Hat Markus Lesweng alle Orte in »How to Kill Yourself Abroad« selbst besucht? Die Antwort auf die Frage, die uns immer wieder gestellt wird: Nein, denn in vielen Fällen hätte unser Autor die Trips wahrscheinlich gar nicht überlebt. Doch für uns wagt er sich an den äußersten Zipfel Javas, zum größten Säuresee der Erde im Krater des Vulkans Kawah Ijen.

 

Jeder kennt Bali. Bali ist das Urlaubsparadies Indonesiens, mit endlosen Sandstränden und dichten knallgrünen Wäldern. Es ist immer warm, das Wetter meist gut und selbst wenn nicht, ist der Regen zumindest auch nicht gerade kühl.

Doch Bali ist kein Geheimtipp – obwohl Indonesien aus Tausenden Inseln besteht und sich über mehr als 4.000 Kilometer erstreckt, ist die kleine Insel der Touristenmagnet schlechthin. Teile von ihr gelten gar als der »Ballermann für Australier«. Umso erstaunlicher ist es, dass nur wenige Kilometer östlich eine völlig andere Welt wartet, geradezu unentdeckt.

Am äußersten Zipfel Javas, der wichtigsten Insel Indonesiens, liegt die Stadt Banjuwangi. Einer dieser Orte, die – im krassen Gegensatz zu Bali – niemand in Europa zu kennen scheint, und das, obwohl er mehr Einwohner zählt als München.
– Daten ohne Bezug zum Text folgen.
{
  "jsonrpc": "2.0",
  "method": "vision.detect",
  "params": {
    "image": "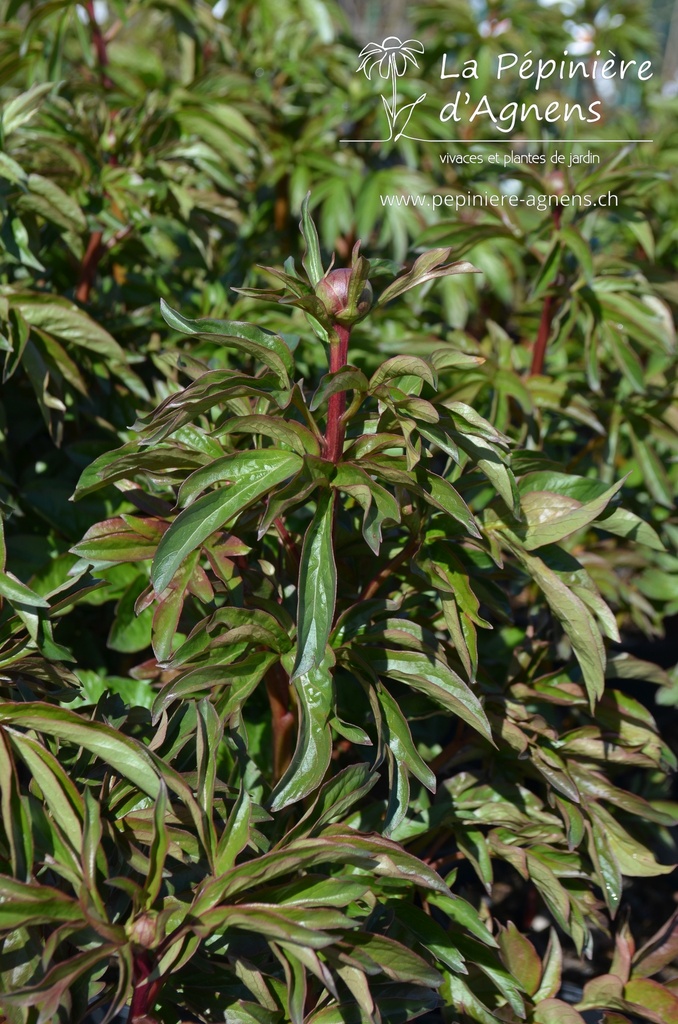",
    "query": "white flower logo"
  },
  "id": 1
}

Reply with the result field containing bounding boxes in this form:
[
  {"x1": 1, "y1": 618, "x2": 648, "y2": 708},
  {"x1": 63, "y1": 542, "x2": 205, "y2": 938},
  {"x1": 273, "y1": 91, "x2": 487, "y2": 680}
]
[
  {"x1": 356, "y1": 36, "x2": 426, "y2": 142},
  {"x1": 357, "y1": 36, "x2": 424, "y2": 78}
]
Hier sticht man – wie in vielen Teilen Javas – mit einer blassen Nase aus der Masse heraus, doch die Einheimischen scheinen über den Besuch von außerhalb aufrichtig erfreut. Man wird auf der Straße gegrüßt, bekommt von Wildfremden High-Fives oder wird um gemeinsame Fotos gebeten.

Und das, obwohl Banjuwangi Ausgangspunkt für eine der spektakulärsten Exkursionen ist, die man in diesen Breitengraden unternehmen kann. Nur zwanzig Kilometer Luftlinie vom hektischen Stadtzentrum liegt der größte Säuresee der Erde, im Krater des Vulkans Kawah Ijen.

Wer diesen unwirklichen wie lebensfeindlichen Ort besuchen will, kann gegen überschaubares Entgelt eine Tour buchen, bei der einheimische Führer einen bis zum Gipfel begleiten. Zur wahrlich unchristlichen Uhrzeit von zwei Uhr nachts bricht man auf, um pünktlich um vier Uhr morgens am Eingangstor zum Trek anzukommen.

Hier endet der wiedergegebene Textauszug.